Materials and Methods

Subjects

Women with PCOS were recruited from outpatient clinics at the Queen Elizabeth Hospital Birmingham and Birmingham Women's Hospital. This observational, cross-sectional study was approved by the South Birmingham Research Ethics Committee, and all participants gave their written informed consent. PCOS was diagnosed according to the Rotterdam European Society of Human Reproduction and Embryology 2004 criteria, with the presence of two or more of the following: oligo-/anovulation, clinical signs of hyperandrogenism, and polycystic ovaries on ultrasound (4). Other causes of oligomenorrhea and/or androgen excess were excluded by history, physical examination, and biochemical assessment. Healthy controls were recruited via local advertisement, with a diagnosis of PCOS excluded by clinical and biochemical parameters. Exclusion criteria for both groups were current or recent treatment with glucocorticoids, congenital adrenal hyperplasia, hyperprolactinemia, thyroid dysfunction, pregnancy, age younger than 18 or older than 45 years, oral contraceptive use within 3 months prior to recruitment, and diabetes mellitus.

Clinical protocol

Participants attended the National Institute of Health Research/Wellcome Trust Clinical Research Facility at the Queen Elizabeth Hospital Birmingham after an overnight fast. Each patient provided a 24-hour urine sample for urinary steroid metabolite analysis by GC/MS as previously reported (21). Baseline anthropometric assessment included height, weight, BMI (kilograms per square meter), and blood pressure measurement.

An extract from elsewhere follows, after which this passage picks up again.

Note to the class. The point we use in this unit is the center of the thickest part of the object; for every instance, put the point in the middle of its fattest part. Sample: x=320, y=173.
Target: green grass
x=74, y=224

A modified Ferriman-Gallwey scoring system for hirsutism was used as described previously (22). Dual-energy x-ray absorptiometry (DXA) was used for body composition assessment using a Hologic Discovery/W DXA (software version Apex 3.0; Hologic Inc). Specific fat phenotype was measured using android, gynecoid, peripheral (arms and legs), and trunk regions of interest, with subsequent calculation of android to gynecoid and trunk to peripheral fat ratios (23).

Blood samples were drawn for fasting plasma glucose and insulin and serum T, A, DHEA, DHEA sulfate (DHEAS), SHBG, FSH and LH, total cholesterol, high-density lipoprotein, and triglycerides. Each participant underwent a 75-g oral glucose tolerance test (OGTT) with blood sampling at 30-minute intervals for 2 hours. Glucose and insulin were measured using methods described previously (24). Subjects were categorized as having normal glucose tolerance or dysglycemia on the basis of 2-hour glucose values (normal glucose tolerance <7.8 mmol/L, dysglycemia ≥7.8 mmol/L). Homeostasis model assessment of insulin resistance (HOMA-IR) was calculated using the following formula: [fasting glucose (millimoles per liter) * fasting insulin (milliinternational units per liter)/22.5]. Insulin sensitivity index (ISI) was calculated using the following formula: ISI = [75 000 + (glucose₀ − glucose₁₂₀) × 1.15 × 180 × 0.19 × body weight (kg)]/120 × log (insulin_mean) × glucose_mean] =(mg·l²·mmol⁻¹·mIU⁻¹.min⁻¹) (25, 26).

Serum and urine steroid measurements

Serum steroids were measured by liquid chromatography/tandem mass spectrometry (LC/MS-MS) using a Waters Xevo mass spectrometer with Acquity uPLC system. LC/MS-MS conditions were an electrospray ionization source with capillary voltage 4.0 kV, a source temperature of 150°C, and a desolvation temperature of 500°C. Serum steroid oxime analysis, which facilitates enhanced detection by formation of oxime derivatives of the steroid oxogroups (27), was used for the measurement of T, A, and DHEA and carried out in positive mode, whereas the measurement of serum DHEAS was performed in negative mode. T, A, and DHEA were extracted from 200 μL serum via liquid-liquid extraction using 1 mL tert-butyl-methyl-ether followed by derivatization into steroid oximes using 100 μL derivatization mixture (0.16 g hydroxylamine in 8 mL pyridine). For protein precipitation and extraction of DHEAS, 20 μL ZnSO₄, 0.1 mM, and 100 μL acetonitrile were added to 20 μL serum before evaporation under constant nitrogen flow (28). All steroids were separated using an optimized gradient system consisting of methanol with 0.1% formic acid and quantified referring to a linear calibration series with appropriate internal standards. Each steroid was identified by matching retention times and two mass transitions in comparison with a deuterated reference compound.

Serum A and T were categorized as normal based on locally derived LC/MS-MS reference values for premenopausal women (T, 0.3–1.9 nmol/L; A, 1.4–7.4 nmol/L; percentiles of 2.5th to 97.5th of an unselected healthy female control cohort). Serum androgens were used to categorize PCOS patients into four subgroups: normal A/normal T (NA/NT), high A/normal T (HA/NT), normal A/high T (NA/HT), and high A/high T (HA/HT). The free androgen index (FAI) was calculated using the formula (T * 100)/SHBG. We also subdivided the PCOS patients into the four phenotypic subgroups arising from the Rotterdam criteria (29) as recommended at a recent National Institutes of Health meeting (3). These subgroups are defined by the presence of the following: 1) androgen excess, anovulation, and polcystic ovaries on ultrasound (AE+Anov+PCO), 2) Anov+PCO, 3) AE+PCO and 4) AE+Anov.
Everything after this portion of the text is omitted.